The first day volunteering was quite well-organized and I received my assignments when I arrived. I took tickets at the following seminars: Champagne Brunch, Rioja and Jerez: Spain’s Wine Royalty, and 2005 Bordeaux ‘The Greatest Vintage Ever!’. A problem with collecting tickets at the seminars is that you often have to leave halfway through the seminar to collect tickets at the next seminar. This was the case the the Rioja and Jerez seminar hosted by the very energetic Doug Frost. I was super enjoying his talk about the history of Spanish wines when I had to get up and leave. Ah, well.
But then I was able to participate in the 2005 Bordeaux seminar hosted by the Bordeaux négociant house Aquitaine Wine Company. This company specializes in distributing wines from less-famous, under-the-radar, more-affordable Bordeaux chateaux. Co-owner Margaret Calvet presented, and available to taste from her company were 18 wines, some quite fine, a very generous tasting. In fact, the class got a bit rowdy after a while, and I actually had to tell a group of 4 women to pipe down as they were partying too hardy.
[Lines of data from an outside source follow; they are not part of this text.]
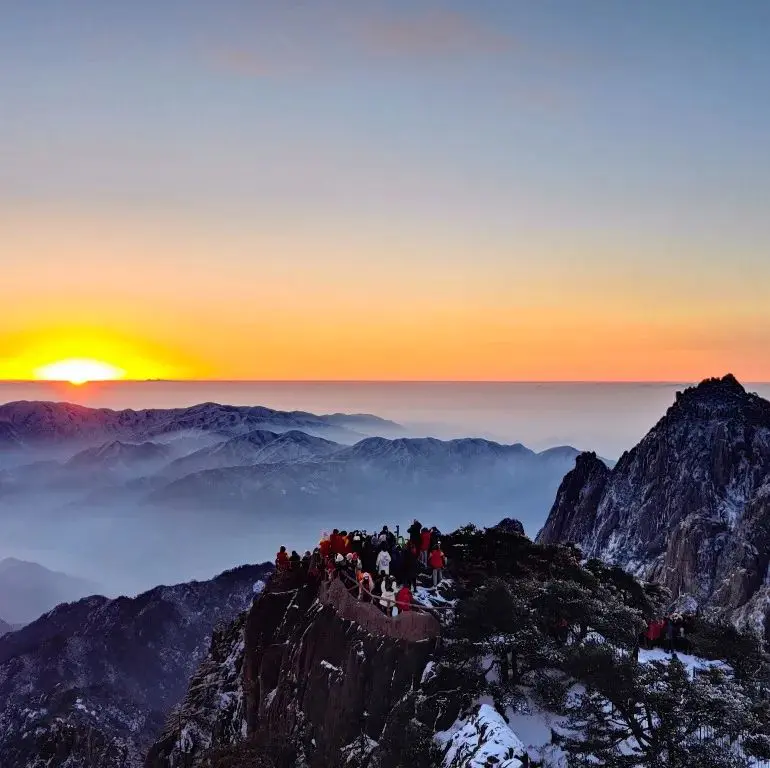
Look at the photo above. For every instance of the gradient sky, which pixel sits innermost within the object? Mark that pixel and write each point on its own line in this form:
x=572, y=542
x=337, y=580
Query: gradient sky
x=386, y=190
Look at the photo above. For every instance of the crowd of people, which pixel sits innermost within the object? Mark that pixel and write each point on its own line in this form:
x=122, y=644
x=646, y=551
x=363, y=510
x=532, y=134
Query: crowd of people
x=380, y=568
x=670, y=632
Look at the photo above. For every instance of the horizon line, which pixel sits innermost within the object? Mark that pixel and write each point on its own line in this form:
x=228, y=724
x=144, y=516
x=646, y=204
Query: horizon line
x=359, y=381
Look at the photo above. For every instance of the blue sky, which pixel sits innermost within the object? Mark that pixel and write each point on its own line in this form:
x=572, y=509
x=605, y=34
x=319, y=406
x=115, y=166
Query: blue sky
x=429, y=163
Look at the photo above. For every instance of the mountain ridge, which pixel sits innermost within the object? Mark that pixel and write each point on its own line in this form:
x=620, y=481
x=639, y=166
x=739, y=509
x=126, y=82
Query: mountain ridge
x=687, y=506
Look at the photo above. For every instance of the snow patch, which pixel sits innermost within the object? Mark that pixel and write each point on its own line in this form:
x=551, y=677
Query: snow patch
x=481, y=740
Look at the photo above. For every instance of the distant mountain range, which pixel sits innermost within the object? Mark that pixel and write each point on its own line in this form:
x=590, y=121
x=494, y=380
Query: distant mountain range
x=689, y=506
x=90, y=683
x=261, y=461
x=28, y=590
x=45, y=425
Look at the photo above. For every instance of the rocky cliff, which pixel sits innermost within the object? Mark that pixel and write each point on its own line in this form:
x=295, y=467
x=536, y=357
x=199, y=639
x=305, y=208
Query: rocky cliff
x=90, y=683
x=689, y=506
x=308, y=684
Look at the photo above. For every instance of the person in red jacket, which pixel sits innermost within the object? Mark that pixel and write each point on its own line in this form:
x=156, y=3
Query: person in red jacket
x=437, y=561
x=404, y=599
x=424, y=546
x=282, y=560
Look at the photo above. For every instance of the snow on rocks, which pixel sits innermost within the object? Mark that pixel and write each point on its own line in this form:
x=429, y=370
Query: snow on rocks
x=481, y=740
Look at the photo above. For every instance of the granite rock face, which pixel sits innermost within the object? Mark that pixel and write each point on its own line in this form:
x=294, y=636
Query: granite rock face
x=293, y=671
x=91, y=683
x=688, y=507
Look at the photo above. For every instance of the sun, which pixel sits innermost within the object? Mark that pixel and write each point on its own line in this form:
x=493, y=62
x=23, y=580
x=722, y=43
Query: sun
x=79, y=371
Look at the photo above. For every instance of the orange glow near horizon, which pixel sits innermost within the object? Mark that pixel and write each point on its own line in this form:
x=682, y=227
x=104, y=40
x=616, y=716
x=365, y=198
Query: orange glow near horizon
x=79, y=371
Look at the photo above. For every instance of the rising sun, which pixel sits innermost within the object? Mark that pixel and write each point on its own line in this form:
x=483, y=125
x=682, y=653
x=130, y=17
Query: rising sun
x=79, y=371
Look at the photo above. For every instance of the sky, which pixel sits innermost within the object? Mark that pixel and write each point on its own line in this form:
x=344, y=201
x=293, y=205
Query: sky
x=386, y=190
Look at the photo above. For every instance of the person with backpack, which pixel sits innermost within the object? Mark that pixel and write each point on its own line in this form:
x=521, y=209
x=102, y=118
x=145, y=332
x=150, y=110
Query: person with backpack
x=437, y=561
x=404, y=599
x=414, y=531
x=383, y=561
x=282, y=560
x=365, y=586
x=409, y=566
x=424, y=546
x=387, y=596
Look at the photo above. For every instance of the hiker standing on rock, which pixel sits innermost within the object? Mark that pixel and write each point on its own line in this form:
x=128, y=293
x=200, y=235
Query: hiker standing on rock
x=437, y=561
x=383, y=562
x=282, y=560
x=414, y=532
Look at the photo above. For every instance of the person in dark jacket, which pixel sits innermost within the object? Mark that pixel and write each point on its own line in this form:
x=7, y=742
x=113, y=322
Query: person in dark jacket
x=437, y=561
x=282, y=560
x=414, y=531
x=397, y=563
x=410, y=566
x=404, y=599
x=424, y=546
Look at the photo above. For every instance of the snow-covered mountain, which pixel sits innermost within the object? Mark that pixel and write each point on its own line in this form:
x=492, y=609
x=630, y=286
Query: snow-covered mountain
x=382, y=477
x=121, y=459
x=688, y=507
x=91, y=682
x=28, y=590
x=41, y=424
x=257, y=447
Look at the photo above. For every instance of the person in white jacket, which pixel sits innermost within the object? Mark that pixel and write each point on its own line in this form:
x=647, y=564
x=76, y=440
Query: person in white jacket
x=383, y=562
x=388, y=596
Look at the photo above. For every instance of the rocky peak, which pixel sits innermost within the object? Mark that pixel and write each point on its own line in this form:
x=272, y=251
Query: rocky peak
x=295, y=671
x=724, y=397
x=687, y=505
x=574, y=511
x=90, y=682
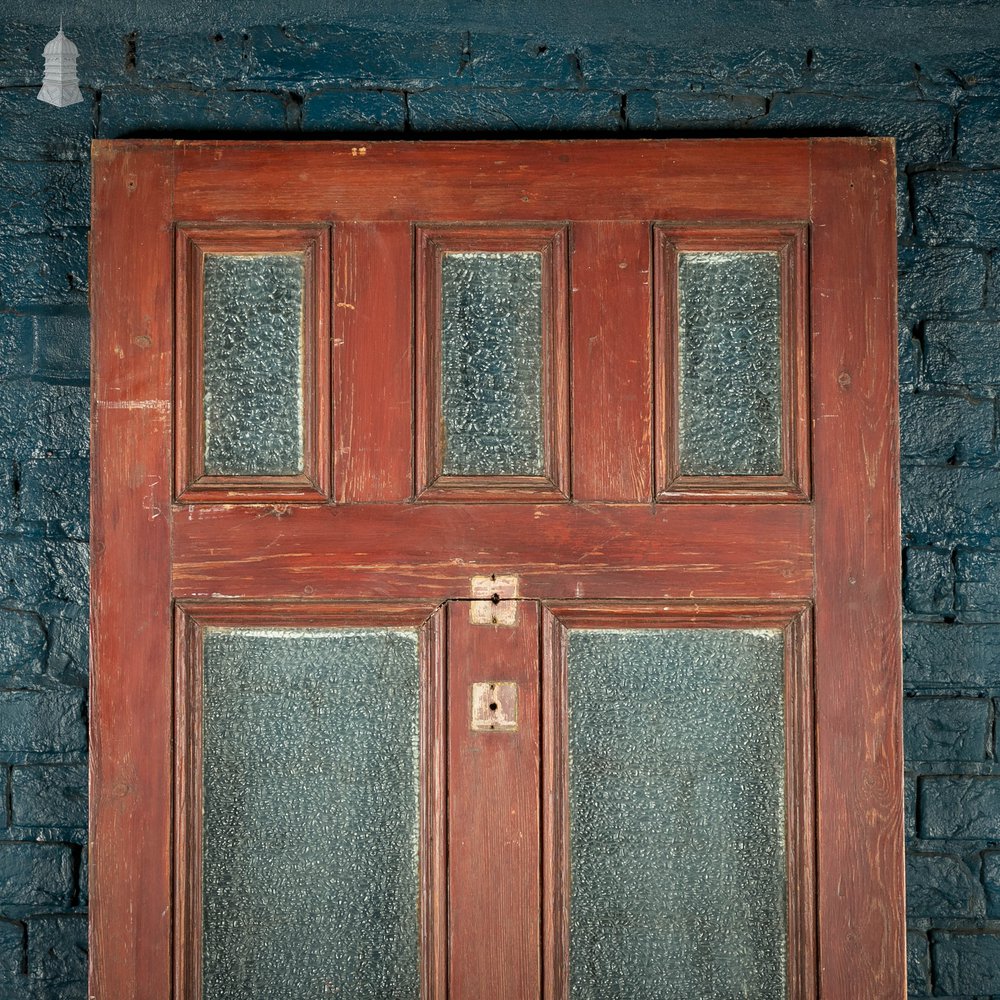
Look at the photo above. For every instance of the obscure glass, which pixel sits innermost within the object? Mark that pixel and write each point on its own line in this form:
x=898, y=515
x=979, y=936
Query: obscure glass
x=677, y=825
x=491, y=361
x=252, y=328
x=730, y=363
x=310, y=828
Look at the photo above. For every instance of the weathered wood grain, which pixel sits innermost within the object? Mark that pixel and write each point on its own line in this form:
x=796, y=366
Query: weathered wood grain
x=612, y=365
x=858, y=614
x=487, y=181
x=493, y=814
x=433, y=550
x=130, y=681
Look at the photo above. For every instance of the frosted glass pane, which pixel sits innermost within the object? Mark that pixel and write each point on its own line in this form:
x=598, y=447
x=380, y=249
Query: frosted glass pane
x=491, y=360
x=730, y=364
x=310, y=830
x=253, y=364
x=677, y=817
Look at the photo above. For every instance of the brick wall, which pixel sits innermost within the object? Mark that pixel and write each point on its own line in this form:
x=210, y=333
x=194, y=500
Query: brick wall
x=944, y=112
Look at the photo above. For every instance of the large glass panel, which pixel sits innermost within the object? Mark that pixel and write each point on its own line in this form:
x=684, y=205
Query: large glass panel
x=730, y=363
x=491, y=360
x=253, y=350
x=310, y=830
x=677, y=816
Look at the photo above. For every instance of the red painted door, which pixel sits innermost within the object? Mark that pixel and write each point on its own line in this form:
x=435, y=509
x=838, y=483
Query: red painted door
x=495, y=586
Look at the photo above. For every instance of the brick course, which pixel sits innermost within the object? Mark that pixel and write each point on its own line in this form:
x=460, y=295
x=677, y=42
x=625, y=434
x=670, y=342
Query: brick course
x=289, y=79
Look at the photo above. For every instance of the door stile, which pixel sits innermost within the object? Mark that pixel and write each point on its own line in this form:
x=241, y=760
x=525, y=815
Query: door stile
x=858, y=592
x=493, y=811
x=372, y=400
x=433, y=808
x=130, y=699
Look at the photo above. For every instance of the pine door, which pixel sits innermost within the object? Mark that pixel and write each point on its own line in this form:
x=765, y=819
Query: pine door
x=496, y=575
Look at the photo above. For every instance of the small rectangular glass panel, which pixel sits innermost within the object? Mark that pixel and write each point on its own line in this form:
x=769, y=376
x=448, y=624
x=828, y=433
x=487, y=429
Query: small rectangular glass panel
x=491, y=364
x=310, y=829
x=677, y=814
x=729, y=378
x=253, y=364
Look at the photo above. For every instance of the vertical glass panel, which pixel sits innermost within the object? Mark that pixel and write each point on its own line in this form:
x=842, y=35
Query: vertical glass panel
x=310, y=829
x=730, y=363
x=491, y=360
x=253, y=334
x=677, y=817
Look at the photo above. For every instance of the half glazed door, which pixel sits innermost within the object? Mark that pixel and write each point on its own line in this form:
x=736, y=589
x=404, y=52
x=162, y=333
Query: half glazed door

There were 2 great after-Expo parties but I didn’t attend either of these as I knew I needed to catch the 7:09AM train Sunday morning, as I needed to be back into Boston for a 10:15AM seminar. It turned out I didn’t even have to collect the tickets for that seminar as it was free to the trade only. Argh. However, it turn out to be a super interesting seminar about Biodynamic Agriculture given by Montinore Estate (Willamette Valley, Oregon) winemaker Rudy Marchesi. Mr. Marchesi stressed that he uses biodynamic methods in his vineyards because they work, not because it’s his pagan religion. He stated that, yes, plants have feelings, which I hadn’t heard since the talk from Olivier Humbrecht at Gordon’s last year. When you listen to biodynamic adherents explaining their methods and the results, it’s so clear to me that this is the way to grow happy vines.
I caught a cold or virus from any of 10,000 (?) people but am getting over it now. Also I believe spending so much time running between the World Trade Center and the Seaport hotel in sub-freezing, near zero degrees F weather and generally being nerved up impacted my immune system somewhat.
I saw wine wunderkind and gadfly Gary Vaynerchuk at the Wine Library booth on Sunday and he gave me a t-shirt. He was his usual ebullient, friendly self. I also remembered him mentioning in passing on a WLTV episode that ‘Gary’ is not his actual first name. His real (Russian) name starts with a G and ends with a Y, but is not Gary. Can you guess what it is? First person to guess correctly in a comment will receive a copy of Al Franken’s book The Truth (with jokes) if you want it.
On Sunday with my Press Pass I was able to taste a few wines at the Grand Tasting with my friends. I paid special attention to wines of Greece and wines of New York state. I was curious to taste Retsina again, having experienced the pine-resin influenced Greek wine in the past and found it to be pretty much not palatable. At the Expo, I tasted Retsina from maker Achaia Clauss which was created purely for export to American market, with MUCH less pine-resin influence.
I tasted some great wines from New York state from Dr. Konstantin Frank, including the exotic Rkatsiteli, which is as delicious as it is unusual.